Configurable browser action for MV3 extension

I’m trying to make the browser action in my Firefox MV3 extension configurable so that the user can choose to either open an extension page in a popup window or show a sidebar UI. The configuration would be set in the extension preferences page, and the setting stored in extension storage (get/set via the browser.storage.local API).

But I’m running into a blocker due to browser.sidebarAction.open() only callable from a user action. In the browser action handler, I would need to read the user’s preference from storage to determine whether to open the sidebar or the popup window. But the following doesn’t work:

browser.action.onClicked.addListener(async (aTab) => {
  // Get the user's preferred action when the browser action is clicked
  let pref = await browser.storage.local.get("browserAction");
  if (pref.browserAction == 1) {
    // This doesn't work!
    browser.sidebarAction.open();
  }
  else {
    openThePopupWindow();
  }
});

And from what I understand, it doesn’t work because putting browser.sidebarAction.open() inside an async function causes it to lose the user action/input context.
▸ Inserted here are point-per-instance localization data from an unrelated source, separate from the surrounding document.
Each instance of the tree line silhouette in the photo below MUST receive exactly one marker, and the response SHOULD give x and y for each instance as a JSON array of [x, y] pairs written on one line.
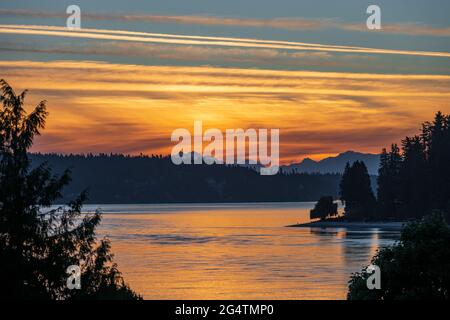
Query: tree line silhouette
[[117, 178], [413, 180], [37, 244]]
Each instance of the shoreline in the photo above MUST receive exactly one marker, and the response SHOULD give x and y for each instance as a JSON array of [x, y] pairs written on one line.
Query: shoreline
[[394, 226]]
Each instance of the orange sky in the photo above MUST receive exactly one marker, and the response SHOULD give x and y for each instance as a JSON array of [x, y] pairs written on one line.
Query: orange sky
[[106, 107]]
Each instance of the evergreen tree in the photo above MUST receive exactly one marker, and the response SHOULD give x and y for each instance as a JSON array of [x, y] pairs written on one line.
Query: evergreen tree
[[414, 179], [37, 244], [356, 192], [436, 137]]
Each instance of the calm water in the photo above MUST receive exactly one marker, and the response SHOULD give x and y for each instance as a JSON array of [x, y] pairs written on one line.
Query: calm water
[[234, 251]]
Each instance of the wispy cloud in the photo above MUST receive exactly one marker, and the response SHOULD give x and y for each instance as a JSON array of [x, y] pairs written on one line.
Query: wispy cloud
[[92, 104], [130, 36], [413, 29]]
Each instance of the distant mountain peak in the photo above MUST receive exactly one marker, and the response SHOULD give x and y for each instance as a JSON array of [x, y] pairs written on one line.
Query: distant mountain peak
[[335, 164]]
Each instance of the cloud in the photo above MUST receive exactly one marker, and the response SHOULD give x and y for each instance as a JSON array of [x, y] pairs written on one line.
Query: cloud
[[412, 29], [134, 108], [144, 37]]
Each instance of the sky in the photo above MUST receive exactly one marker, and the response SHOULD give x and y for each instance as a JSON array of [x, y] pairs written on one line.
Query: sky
[[137, 70]]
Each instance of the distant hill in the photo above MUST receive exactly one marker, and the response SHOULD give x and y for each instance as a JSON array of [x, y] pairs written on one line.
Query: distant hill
[[335, 164], [144, 179]]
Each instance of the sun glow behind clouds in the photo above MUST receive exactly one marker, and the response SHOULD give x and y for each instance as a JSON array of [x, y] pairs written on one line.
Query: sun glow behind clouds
[[105, 107]]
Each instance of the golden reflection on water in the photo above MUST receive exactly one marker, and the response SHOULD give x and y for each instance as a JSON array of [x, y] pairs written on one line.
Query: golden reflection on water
[[236, 252]]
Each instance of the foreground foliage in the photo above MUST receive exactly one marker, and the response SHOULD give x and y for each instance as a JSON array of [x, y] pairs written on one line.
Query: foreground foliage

But it’s necessary because the browser.storage APIs are asynchronous.

What workarounds should I consider?

1 Like

There is a plan to remove the user-action requirement for the similar “openPopup” API:

I think the same reasoning could be used for the sidebar.
Especially when using non-persistent background scripts where you can’t access async store to read user preferences when the script just woke up.
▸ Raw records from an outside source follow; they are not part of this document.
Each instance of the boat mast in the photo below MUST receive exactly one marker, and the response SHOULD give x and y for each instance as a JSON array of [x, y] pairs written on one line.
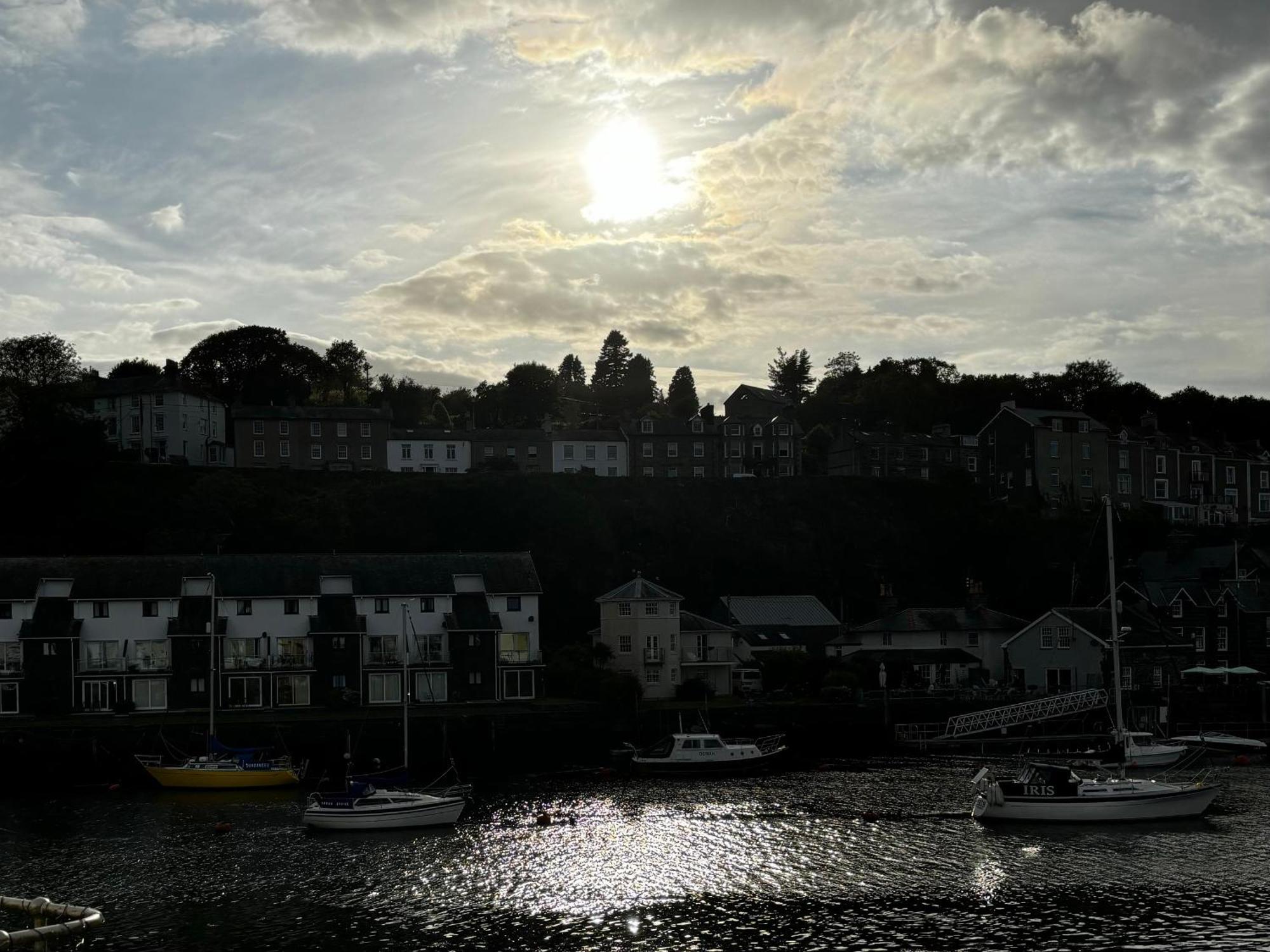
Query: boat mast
[[211, 667], [1116, 634], [406, 695]]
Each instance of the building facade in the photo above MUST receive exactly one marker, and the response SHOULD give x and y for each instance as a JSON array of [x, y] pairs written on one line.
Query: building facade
[[97, 635], [162, 420], [312, 437]]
The only workaround I can think of is to use “localStorage”, which is synchronous. But this will work only in Firefox since Chromium service workers can’t access localStorage anymore.

1 Like

The solution I’ve used in the past is to use the storage.onChanged API to listen for changes to the settings. Then you can change the browserAction.onClicked listener as needed by removing the old one and putting in the new one.
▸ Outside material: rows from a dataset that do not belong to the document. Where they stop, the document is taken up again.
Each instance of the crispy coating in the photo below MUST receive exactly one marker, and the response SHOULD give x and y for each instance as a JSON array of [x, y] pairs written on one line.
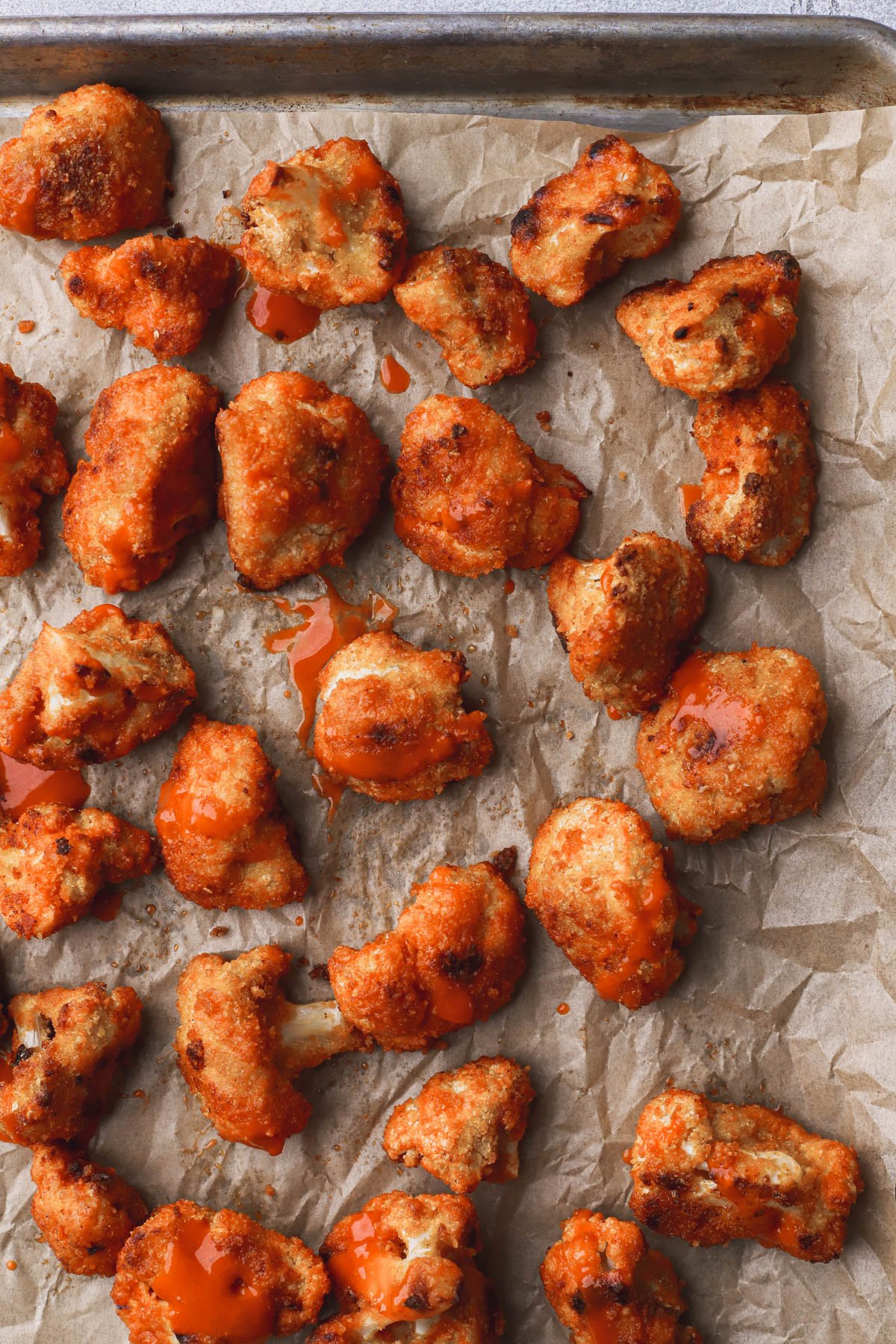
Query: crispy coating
[[453, 959], [85, 166], [605, 1284], [581, 228], [242, 1046], [160, 289], [405, 1268], [33, 465], [465, 1127], [328, 226], [393, 724], [94, 690], [759, 487], [148, 480], [734, 744], [225, 838], [470, 497], [476, 311], [302, 477], [722, 331], [605, 893], [85, 1213], [711, 1172], [54, 860], [67, 1048], [252, 1283], [623, 620]]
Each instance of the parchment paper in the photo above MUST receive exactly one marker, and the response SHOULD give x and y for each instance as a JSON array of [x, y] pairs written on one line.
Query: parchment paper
[[788, 992]]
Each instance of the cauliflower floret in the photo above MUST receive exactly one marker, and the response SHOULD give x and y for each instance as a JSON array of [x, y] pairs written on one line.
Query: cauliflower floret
[[54, 860], [711, 1172], [453, 959], [465, 1125]]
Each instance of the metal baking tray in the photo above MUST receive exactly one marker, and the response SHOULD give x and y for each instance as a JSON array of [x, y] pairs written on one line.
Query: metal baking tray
[[647, 72]]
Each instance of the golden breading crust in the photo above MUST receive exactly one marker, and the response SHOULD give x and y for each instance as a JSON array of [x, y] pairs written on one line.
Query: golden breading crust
[[759, 487], [605, 1284], [94, 690], [724, 329], [302, 477], [160, 289], [393, 724], [582, 226], [225, 838], [465, 1127], [85, 1213], [606, 895], [474, 309], [33, 465], [453, 959], [87, 164], [711, 1172], [242, 1046], [623, 620], [734, 744], [67, 1048], [54, 860], [148, 480], [328, 226], [406, 1260], [211, 1276], [470, 497]]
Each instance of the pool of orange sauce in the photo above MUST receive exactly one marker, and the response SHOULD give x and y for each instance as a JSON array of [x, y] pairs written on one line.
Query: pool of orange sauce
[[210, 1290]]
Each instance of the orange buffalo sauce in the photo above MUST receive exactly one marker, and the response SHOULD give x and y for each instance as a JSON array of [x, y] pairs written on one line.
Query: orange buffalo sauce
[[27, 786], [211, 1290], [327, 624]]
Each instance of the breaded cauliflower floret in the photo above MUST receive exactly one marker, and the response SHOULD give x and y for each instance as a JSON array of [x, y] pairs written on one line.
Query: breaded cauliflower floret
[[302, 477], [85, 166], [735, 744], [160, 289], [327, 226], [474, 309], [94, 690], [85, 1213], [67, 1048], [408, 1260], [759, 487], [453, 959], [722, 331], [33, 465], [242, 1046], [225, 838], [465, 1125], [148, 480], [605, 1284], [470, 497], [393, 724], [54, 860], [601, 886], [213, 1277], [581, 228], [623, 620], [711, 1172]]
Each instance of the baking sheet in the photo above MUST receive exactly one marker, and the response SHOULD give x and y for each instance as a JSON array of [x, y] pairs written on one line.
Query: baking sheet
[[788, 992]]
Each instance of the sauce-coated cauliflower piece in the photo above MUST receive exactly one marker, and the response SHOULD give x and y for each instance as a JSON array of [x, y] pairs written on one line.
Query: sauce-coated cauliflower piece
[[581, 228], [94, 690], [622, 620], [453, 959], [734, 744], [465, 1125], [711, 1172]]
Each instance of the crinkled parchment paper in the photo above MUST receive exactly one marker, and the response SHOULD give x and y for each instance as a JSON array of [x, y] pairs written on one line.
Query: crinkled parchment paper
[[788, 992]]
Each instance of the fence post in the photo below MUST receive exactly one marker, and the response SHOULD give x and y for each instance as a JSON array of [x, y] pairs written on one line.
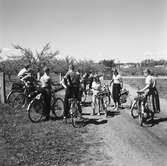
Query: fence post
[[2, 88]]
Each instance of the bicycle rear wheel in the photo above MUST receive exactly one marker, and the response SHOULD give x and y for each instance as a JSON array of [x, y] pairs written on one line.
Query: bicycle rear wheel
[[141, 115], [19, 101], [58, 107], [35, 110]]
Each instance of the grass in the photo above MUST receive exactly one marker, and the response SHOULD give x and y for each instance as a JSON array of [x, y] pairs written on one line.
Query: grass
[[161, 85], [45, 143]]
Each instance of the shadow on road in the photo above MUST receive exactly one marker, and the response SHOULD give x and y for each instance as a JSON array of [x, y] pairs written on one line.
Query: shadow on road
[[112, 113], [158, 120], [94, 121]]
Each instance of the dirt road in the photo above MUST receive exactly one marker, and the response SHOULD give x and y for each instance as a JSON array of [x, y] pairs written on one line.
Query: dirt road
[[119, 140]]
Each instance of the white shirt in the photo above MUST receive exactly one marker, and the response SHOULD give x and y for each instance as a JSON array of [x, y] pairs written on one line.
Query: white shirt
[[117, 79], [45, 81]]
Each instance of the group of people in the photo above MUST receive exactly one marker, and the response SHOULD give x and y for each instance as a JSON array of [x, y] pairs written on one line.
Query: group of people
[[72, 84]]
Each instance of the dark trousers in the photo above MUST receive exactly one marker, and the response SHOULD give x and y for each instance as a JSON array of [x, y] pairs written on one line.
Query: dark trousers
[[47, 99], [70, 93], [155, 99], [116, 93]]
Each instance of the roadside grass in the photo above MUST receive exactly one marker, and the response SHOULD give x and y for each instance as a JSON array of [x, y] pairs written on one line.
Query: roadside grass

It’s potentially slightly more performant because you are handling the user’s setting before it’s needed, so you no longer need to waste time loading the setting when the user clicks.

2 Likes

Thanks @juraj.masiar - the solution is exactly what I needed! I’m not too concerned about incompatibility with Chrome since the extension is only intended to work in Firefox.

@ComputerWhiz This is what I would have done in the past as well, but my extension is MV3, and I found that when the suspended background script is restarted when the browser action is clicked, repopulating the setting in the background page won’t happen in time for the browser.action.onClicked listener to read it.

Building on what @juraj.masiar shared, there are also plans to remove the user interaction requirement from other similar UI surfaces like the pageAction and sidebarAction APIs.

That said, I still think we have a broader problem with reacting to user actions asynchronously in background event listeners. For example, say you use the action.onClicked event to trigger a permissions.request() call, but first you need to fetch a value from storage in order to make the correct permission request. While I can’t promise any specific action, it’s at least a problem that we’re aware of.